Francisco Goya - Saturno divora uno dei suoi figli
Un viaggio bizzaro quello del grottesco, confinato nei meandri del “carnascialesco” nel medioevo, malvisto nel Rinascimento, emerge timidamente nel Barocco per poi essere di nuovo ostracizzato dalla bellezza ideale del Neoclassicismo. Sarà proprio il Novecento a regalare al grottesco, al “weird” un posto di primo piano, in tutte le sue infinite sfaccettature. Film come quelli di Yuzna o di Mehrige (ma vale la pena ricordare anche Cronenberg, Lynch o Tsukamoto) hanno sconvolto il grande pubblico, spaventando non per i contenuti forti o truculenti, ma per la mancanza assoluta di possibilità di comprensione, terrorizzandoci per il loro essere così inaccessibili ed enigmatici.
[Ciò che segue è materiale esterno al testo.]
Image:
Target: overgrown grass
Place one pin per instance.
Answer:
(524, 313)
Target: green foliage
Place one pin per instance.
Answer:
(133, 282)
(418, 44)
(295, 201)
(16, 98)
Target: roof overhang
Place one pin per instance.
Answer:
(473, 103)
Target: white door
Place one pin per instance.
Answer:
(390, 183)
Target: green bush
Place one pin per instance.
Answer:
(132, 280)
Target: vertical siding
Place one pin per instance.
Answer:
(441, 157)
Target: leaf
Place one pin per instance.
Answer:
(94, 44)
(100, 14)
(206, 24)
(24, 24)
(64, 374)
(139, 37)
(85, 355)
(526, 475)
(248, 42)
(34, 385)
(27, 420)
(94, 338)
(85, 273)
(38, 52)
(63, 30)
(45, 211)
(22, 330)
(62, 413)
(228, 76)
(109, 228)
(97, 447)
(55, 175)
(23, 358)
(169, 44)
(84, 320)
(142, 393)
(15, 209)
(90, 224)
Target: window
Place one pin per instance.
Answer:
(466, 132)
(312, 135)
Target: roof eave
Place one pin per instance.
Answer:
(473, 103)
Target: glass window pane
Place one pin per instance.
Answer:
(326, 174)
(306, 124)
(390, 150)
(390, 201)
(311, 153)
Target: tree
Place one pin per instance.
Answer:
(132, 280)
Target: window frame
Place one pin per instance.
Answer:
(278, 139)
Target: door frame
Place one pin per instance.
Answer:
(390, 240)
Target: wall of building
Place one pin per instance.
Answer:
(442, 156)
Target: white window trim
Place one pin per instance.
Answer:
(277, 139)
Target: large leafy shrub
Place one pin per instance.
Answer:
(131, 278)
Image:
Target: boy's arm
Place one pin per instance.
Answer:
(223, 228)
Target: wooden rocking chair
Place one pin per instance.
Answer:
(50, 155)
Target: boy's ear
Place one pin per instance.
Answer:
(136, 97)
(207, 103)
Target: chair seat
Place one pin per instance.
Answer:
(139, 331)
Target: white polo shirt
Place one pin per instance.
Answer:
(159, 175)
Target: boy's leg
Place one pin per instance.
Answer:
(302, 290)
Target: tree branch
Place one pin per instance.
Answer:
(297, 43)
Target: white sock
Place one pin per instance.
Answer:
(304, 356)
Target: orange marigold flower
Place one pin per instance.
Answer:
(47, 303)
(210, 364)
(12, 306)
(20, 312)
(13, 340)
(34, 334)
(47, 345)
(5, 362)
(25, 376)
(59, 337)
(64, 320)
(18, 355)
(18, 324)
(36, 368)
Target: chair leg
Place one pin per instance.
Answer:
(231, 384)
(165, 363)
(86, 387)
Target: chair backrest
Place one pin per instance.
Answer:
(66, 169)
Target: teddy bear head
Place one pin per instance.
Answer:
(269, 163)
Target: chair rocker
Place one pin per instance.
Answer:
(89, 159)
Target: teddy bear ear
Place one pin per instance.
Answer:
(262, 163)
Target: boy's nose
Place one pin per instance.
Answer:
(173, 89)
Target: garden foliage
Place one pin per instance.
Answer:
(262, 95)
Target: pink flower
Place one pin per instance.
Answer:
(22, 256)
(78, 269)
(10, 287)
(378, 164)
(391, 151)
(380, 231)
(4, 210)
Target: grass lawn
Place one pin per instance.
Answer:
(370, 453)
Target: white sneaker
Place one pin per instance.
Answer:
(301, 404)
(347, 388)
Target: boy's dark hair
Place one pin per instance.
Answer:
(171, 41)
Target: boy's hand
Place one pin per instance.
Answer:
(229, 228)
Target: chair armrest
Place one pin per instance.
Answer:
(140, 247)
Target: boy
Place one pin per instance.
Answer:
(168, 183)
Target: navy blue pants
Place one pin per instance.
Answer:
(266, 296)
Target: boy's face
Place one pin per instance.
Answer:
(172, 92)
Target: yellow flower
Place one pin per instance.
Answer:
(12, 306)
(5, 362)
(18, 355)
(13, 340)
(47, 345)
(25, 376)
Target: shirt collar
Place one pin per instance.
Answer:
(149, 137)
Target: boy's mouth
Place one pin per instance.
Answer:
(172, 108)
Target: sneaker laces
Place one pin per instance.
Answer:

Sarebbe banale, quindi, dire che la modernità di Goya sta nella critica sociale, nella satira politica o nell'interesse per l'esoterico ed il mostruoso, altrettanto scontato risulterebbe notare come la sua opera abbia aperto le strade all'Espressionismo o al Surrealismo: c'è di più dietro tutto questo, per la prima volta in secoli e secoli di tradizione pittorica, un uomo solitario ha avuto il coraggio di andare al di là del comprensibile, rifiutando la bellezza ideale rincorsa da tutti gli artisti, un grottesco come espressione dei meandri più oscuri ed incomprensibili dell'animo umano.
Per questo motivo le tele di Goya affascinano e inquietano al tempo stesso (come «Society» o «Begotten»), risultando, ancora oggi, tremendamente attuali.

                                                                                                                          - P.